Meta-analysis of observational studies.
Medline search and review of reference lists among studies published through June 2006.
Included studies reported an association between maternal smoking during pregnancy and risk of overweight among children at least 2 years of age. We did not include in the meta-analysis studies that provided only a continuous measure of adiposity, although those studies are discussed separately.
Based on results of 84 563 children reported in 14 observational studies, children whose mothers smoked during pregnancy were at elevated risk for overweight (pooled adjusted odds ratio (OR) 1.50, 95% CI: 1.36, 1.65) at ages 3-33 years, compared with children whose mothers did not smoke during pregnancy. The pooled estimate from unadjusted odds ratios (OR 1.52, 95% CI: 1.36, 1.69) was similar to the adjusted estimate, suggesting that sociodemographic and behavioral differences between smokers and nonsmokers did not explain the observed association. Although we observed evidence for publication bias, simulating a symmetric set of studies yielded a similar estimate (OR 1.40, 95% CI: 1.26, 1.55).
Prenatal smoking exposure appears to increase rates of overweight in childhood. In parts of the world undergoing the epidemiologic transition, the continuing increase in smoking among young women could contribute to spiraling increases in rates of obesity-related health outcomes in the 21st century.
对报告孕妇孕期吸烟与儿童超重之间关联的研究进行系统综述。
观察性研究的荟萃分析。
检索Medline并查阅截至2006年6月发表的研究的参考文献列表。
纳入的研究报告了孕期母亲吸烟与至少2岁儿童超重风险之间的关联。我们未将仅提供肥胖连续测量值的研究纳入荟萃分析,不过这些研究将单独讨论。

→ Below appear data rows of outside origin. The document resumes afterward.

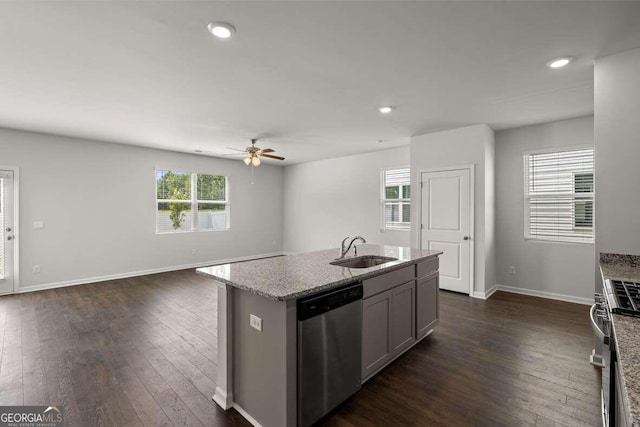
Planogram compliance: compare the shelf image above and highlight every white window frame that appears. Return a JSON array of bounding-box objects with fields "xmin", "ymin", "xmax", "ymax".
[
  {"xmin": 154, "ymin": 167, "xmax": 231, "ymax": 234},
  {"xmin": 522, "ymin": 145, "xmax": 595, "ymax": 244},
  {"xmin": 380, "ymin": 166, "xmax": 411, "ymax": 231}
]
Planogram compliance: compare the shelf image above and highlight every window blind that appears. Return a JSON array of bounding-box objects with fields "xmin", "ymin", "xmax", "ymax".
[
  {"xmin": 524, "ymin": 148, "xmax": 594, "ymax": 243},
  {"xmin": 382, "ymin": 168, "xmax": 411, "ymax": 230}
]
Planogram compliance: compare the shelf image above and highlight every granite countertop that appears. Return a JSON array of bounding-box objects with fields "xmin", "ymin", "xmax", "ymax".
[
  {"xmin": 196, "ymin": 245, "xmax": 442, "ymax": 301},
  {"xmin": 600, "ymin": 254, "xmax": 640, "ymax": 422}
]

基于14项观察性研究报告的84563名儿童的结果,与孕期母亲不吸烟的儿童相比,孕期母亲吸烟的儿童在3至33岁时超重风险升高(合并调整优势比(OR)为1.50,95%置信区间:1.36,1.65)。未调整优势比的合并估计值(OR 1.52,95%置信区间:1.36,1.69)与调整后的估计值相似,这表明吸烟者与不吸烟者之间的社会人口学和行为差异并不能解释所观察到的关联。尽管我们观察到存在发表偏倚的证据,但模拟一组对称研究得出了类似的估计值(OR 1.40,95%置信区间:1.26,1.55)。
产前吸烟暴露似乎会增加儿童期超重的发生率。在经历流行病学转变的世界部分地区,年轻女性吸烟率的持续上升可能会导致21世纪肥胖相关健康结果发生率的螺旋式上升。